I was ahead of the curve as a reader in grade school, I read all of Mark Twain and a good portion of Charles Dickens before junior high. I took ever modern novel class I could in high school and as I went to 6 High schools each class was different with each teacher having their own idea of what modern novels should be presented in the classes. Moving around had been a disadvantage for math but it had be a boon for this avid reader, I got more introduction to the classics's and modern novel than most high school student will ever get. I was a win win for me in many ways. I could go anywhere in a book, places of my choice and escape.
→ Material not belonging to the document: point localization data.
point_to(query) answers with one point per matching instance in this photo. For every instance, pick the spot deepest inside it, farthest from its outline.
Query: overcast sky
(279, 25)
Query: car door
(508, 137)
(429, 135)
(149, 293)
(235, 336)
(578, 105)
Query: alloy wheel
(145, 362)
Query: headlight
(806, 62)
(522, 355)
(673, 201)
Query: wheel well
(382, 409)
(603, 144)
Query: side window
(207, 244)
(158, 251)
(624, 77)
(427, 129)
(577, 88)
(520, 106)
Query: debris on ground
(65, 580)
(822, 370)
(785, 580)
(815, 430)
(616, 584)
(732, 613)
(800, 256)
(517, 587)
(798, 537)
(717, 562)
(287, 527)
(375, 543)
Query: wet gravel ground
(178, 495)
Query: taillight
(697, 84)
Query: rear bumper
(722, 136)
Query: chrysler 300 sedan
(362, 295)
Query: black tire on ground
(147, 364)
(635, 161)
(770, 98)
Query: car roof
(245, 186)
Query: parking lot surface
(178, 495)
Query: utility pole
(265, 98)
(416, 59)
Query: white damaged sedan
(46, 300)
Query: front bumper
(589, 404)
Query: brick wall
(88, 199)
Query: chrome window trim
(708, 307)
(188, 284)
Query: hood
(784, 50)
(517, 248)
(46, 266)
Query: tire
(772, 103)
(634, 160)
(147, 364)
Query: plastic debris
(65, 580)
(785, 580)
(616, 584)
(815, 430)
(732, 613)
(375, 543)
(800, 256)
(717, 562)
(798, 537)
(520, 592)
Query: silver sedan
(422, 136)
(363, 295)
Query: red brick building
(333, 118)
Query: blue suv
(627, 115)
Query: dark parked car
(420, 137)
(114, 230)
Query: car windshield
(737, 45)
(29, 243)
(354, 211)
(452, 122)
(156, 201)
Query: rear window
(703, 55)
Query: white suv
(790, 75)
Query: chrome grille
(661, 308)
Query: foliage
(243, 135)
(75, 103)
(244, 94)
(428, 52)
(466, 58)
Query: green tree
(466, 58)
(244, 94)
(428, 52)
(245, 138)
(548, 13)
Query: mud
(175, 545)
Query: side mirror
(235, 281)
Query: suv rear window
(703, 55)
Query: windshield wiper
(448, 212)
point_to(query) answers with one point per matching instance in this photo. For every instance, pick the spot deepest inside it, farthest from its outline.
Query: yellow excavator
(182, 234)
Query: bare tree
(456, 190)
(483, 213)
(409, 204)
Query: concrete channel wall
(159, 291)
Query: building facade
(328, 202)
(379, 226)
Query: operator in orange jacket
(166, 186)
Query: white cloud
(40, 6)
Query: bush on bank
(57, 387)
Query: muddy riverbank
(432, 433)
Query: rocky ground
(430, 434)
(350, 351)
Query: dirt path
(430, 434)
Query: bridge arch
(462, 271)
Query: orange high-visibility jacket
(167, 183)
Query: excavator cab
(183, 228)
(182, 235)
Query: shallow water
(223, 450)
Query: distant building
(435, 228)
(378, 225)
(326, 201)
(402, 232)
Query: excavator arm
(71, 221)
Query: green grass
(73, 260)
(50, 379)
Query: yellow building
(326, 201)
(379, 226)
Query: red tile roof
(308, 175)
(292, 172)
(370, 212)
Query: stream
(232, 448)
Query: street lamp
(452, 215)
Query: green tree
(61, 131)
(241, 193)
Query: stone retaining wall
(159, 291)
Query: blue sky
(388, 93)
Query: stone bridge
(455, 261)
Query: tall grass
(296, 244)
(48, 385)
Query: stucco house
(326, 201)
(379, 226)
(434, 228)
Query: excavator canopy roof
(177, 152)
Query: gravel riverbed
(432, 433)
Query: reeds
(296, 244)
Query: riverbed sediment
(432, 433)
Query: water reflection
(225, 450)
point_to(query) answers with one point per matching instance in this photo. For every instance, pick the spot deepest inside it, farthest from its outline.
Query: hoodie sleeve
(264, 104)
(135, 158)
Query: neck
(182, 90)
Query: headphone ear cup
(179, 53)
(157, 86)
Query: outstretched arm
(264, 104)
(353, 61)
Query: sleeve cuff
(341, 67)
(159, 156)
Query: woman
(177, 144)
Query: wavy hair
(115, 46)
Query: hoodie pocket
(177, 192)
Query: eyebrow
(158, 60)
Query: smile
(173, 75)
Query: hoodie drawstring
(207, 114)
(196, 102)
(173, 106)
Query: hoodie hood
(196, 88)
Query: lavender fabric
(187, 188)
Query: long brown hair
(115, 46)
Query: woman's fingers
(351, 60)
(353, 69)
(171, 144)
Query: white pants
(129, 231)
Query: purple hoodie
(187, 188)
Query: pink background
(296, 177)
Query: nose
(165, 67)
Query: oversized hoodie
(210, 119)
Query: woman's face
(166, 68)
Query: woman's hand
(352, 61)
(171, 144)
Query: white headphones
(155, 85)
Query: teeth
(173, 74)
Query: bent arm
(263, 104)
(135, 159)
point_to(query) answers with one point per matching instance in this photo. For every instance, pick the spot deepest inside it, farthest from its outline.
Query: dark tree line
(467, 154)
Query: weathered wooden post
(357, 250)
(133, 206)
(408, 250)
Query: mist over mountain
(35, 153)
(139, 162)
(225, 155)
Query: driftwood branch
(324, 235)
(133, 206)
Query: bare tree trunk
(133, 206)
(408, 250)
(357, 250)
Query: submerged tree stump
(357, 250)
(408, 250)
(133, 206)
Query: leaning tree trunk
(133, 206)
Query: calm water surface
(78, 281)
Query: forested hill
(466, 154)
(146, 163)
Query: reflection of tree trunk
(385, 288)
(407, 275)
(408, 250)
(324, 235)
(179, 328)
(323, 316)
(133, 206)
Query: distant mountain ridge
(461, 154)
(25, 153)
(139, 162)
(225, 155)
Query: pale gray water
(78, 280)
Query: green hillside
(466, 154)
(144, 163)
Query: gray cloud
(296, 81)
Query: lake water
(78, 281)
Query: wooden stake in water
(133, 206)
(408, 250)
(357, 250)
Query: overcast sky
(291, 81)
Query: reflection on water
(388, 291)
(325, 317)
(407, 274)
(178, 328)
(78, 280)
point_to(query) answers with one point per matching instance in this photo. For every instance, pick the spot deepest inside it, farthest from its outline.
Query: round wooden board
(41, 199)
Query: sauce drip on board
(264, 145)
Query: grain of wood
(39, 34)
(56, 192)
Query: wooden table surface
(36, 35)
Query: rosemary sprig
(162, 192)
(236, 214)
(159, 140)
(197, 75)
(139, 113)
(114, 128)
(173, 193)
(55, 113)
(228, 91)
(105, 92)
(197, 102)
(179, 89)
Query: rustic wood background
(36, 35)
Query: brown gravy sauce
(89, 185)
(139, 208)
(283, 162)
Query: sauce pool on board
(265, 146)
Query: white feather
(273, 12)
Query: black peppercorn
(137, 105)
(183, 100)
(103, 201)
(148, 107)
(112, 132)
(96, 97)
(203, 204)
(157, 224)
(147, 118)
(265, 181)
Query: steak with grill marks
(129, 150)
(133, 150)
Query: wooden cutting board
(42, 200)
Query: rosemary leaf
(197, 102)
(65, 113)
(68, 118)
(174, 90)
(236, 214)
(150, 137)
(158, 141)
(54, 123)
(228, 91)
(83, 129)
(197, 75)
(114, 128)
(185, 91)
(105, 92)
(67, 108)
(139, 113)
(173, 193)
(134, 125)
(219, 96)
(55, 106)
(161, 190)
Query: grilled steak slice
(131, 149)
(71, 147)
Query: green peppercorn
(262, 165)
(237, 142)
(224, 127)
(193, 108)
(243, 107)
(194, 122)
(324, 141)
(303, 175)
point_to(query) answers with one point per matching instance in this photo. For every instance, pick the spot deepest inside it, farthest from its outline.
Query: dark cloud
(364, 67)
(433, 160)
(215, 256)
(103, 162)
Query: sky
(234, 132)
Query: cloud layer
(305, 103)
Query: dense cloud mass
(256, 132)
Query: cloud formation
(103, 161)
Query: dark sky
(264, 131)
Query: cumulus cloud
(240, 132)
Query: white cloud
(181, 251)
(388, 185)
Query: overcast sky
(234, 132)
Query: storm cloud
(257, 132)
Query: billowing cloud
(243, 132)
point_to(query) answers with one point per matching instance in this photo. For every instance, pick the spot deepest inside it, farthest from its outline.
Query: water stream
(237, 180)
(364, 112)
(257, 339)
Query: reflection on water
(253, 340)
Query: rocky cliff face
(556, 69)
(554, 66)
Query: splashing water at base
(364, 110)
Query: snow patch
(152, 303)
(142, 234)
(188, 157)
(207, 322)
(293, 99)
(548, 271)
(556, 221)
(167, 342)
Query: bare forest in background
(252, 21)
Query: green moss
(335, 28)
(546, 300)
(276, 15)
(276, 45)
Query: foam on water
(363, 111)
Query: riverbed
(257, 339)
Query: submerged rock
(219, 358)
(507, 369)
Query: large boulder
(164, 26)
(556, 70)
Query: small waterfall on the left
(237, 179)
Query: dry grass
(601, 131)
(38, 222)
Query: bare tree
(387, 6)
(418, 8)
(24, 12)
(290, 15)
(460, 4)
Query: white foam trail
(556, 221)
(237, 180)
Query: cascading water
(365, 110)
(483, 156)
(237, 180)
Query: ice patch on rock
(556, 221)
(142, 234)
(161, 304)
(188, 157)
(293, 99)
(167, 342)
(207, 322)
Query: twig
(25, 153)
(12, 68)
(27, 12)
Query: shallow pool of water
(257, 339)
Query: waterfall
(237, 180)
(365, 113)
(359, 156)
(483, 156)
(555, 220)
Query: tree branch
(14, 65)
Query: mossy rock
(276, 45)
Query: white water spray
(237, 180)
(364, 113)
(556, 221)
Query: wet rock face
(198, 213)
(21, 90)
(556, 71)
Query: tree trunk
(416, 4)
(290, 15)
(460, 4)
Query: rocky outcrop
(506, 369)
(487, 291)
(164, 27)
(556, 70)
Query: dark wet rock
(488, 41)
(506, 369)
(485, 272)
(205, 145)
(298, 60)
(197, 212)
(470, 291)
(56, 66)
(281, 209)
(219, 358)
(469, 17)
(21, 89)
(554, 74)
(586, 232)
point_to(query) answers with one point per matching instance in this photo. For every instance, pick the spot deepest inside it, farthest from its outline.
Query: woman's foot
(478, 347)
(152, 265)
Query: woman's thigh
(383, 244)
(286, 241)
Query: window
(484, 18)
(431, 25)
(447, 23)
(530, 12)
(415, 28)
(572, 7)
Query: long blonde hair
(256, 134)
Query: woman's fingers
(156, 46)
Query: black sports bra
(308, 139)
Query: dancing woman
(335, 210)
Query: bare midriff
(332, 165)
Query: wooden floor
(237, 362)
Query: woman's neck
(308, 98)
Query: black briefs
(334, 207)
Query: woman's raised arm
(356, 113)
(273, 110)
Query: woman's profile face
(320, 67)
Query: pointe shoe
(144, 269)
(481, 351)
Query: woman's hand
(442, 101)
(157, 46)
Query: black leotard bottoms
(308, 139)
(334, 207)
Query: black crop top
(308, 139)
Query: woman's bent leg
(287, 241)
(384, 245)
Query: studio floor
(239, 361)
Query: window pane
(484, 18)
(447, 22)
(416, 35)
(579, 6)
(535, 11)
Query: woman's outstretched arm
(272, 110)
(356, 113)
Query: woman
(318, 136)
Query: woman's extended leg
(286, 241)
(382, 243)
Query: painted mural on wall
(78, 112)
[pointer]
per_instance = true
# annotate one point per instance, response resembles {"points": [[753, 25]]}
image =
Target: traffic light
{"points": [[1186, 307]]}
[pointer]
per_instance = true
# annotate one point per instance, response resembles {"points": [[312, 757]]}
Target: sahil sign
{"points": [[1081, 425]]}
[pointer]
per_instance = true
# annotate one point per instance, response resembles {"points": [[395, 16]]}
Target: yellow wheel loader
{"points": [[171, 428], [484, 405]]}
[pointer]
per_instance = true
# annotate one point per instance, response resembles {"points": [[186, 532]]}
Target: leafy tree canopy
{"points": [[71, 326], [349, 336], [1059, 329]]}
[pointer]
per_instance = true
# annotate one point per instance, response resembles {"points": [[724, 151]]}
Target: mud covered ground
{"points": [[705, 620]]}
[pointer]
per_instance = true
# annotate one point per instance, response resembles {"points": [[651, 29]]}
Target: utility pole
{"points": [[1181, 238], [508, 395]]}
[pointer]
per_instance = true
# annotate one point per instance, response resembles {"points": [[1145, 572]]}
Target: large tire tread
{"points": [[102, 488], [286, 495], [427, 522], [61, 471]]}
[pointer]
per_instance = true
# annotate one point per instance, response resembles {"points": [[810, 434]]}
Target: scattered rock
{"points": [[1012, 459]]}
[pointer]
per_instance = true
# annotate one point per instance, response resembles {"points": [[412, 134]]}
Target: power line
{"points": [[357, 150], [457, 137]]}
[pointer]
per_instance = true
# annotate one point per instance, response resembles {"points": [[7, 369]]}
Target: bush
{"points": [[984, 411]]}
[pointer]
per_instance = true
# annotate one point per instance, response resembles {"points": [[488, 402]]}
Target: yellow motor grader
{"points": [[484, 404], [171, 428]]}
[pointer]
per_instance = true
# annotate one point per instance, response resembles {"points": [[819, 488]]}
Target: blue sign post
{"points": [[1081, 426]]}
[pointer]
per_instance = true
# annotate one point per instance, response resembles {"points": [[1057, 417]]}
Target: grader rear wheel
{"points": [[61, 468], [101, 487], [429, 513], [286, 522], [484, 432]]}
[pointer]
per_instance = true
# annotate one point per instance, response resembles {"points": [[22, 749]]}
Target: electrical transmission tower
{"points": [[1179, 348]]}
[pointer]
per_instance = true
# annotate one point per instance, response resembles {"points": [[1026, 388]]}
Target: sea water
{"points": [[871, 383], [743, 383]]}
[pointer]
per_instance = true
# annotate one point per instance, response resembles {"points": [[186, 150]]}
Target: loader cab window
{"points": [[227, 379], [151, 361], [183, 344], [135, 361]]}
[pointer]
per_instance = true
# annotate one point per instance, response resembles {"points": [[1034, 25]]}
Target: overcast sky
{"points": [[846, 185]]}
I have always provided books for my children to read and enjoy from the time they could walk, I also spent many an hour reading to them. My two oldest girls do love to read to this day, unfortunately mostly romance novels, but reading is reading. I am trying to sculpt the littler girls reading habits to a more well balance scope. I spend more time with them in their reading and directing their choices, I as a co-at home parent, have a luxury of time that alot of parents don't have and I think I should be held to a higher standard to make that extra time more productive. I think my girls benefit from the time both Poppie and I have to give to reading. Poppie doesn't read much but he is a good listener. Bug doesn't read a lot but when he does it is not romance novel, I introduced him to the Harry Potter series which he did read and he reads other science fiction and fantasy style books.

I think that one of the most important things you can give to your children is a love of reading, with it they can go anywhere. The places you can go, and to quote Dr. Seuss, the thinks you can think..... tomorrow.